Toch rekent Yassin zichzelf tot de gelukkigen.
Sinds het begin van het jaar heeft SOHR minstens 11 doden en 20 gewonden gedocumenteerd aan de Syrisch-Turkse grens door toedoen van Turkse grenswachten.
Op zaterdag meldden lokale media dat Syriërs tenten aan het opzetten waren voor een sit-in van onbepaalde duur in het noordoosten van het land, “met als doel de Turkse autoriteiten te dwingen kankerpatiënten toe te laten tot Turkije voor een noodzakelijke medische behandeling”.
De campagne werd gestart nadat de Turkse autoriteiten in februari kankerpatiënten de toegang tot Turkije begonnen te weigeren, wat tot talloze sterfgevallen leidde.
Middle East Eye heeft commentaar gevraagd aan het Turkse voorzitterschap voor migratiebeheer, dat onder het ministerie van Binnenlandse Zaken valt, maar heeft op het moment van publicatie nog geen antwoord ontvangen.
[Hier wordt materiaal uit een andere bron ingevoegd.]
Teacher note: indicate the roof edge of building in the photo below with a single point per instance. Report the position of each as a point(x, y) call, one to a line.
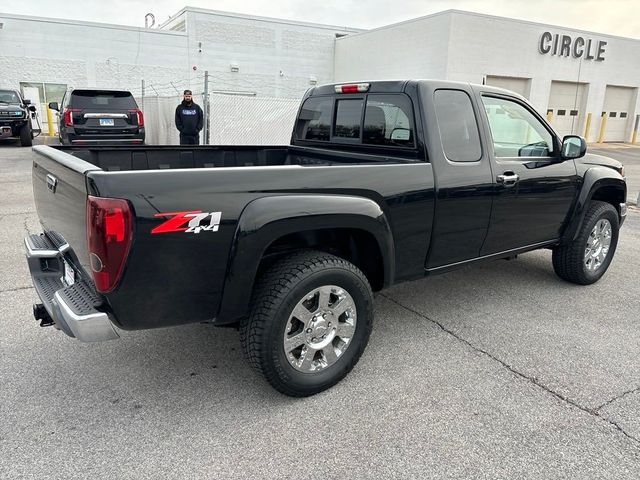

Het ministerie van Binnenlandse Zaken weigerde commentaar te geven en een ambtenaar verwees MEE naar de verklaringen van Erdogan in de afgelopen week.
Opmerking: De namen van sommige Syrische vluchtelingen die in dit artikel worden genoemd, zijn gewijzigd om hun identiteit te beschermen.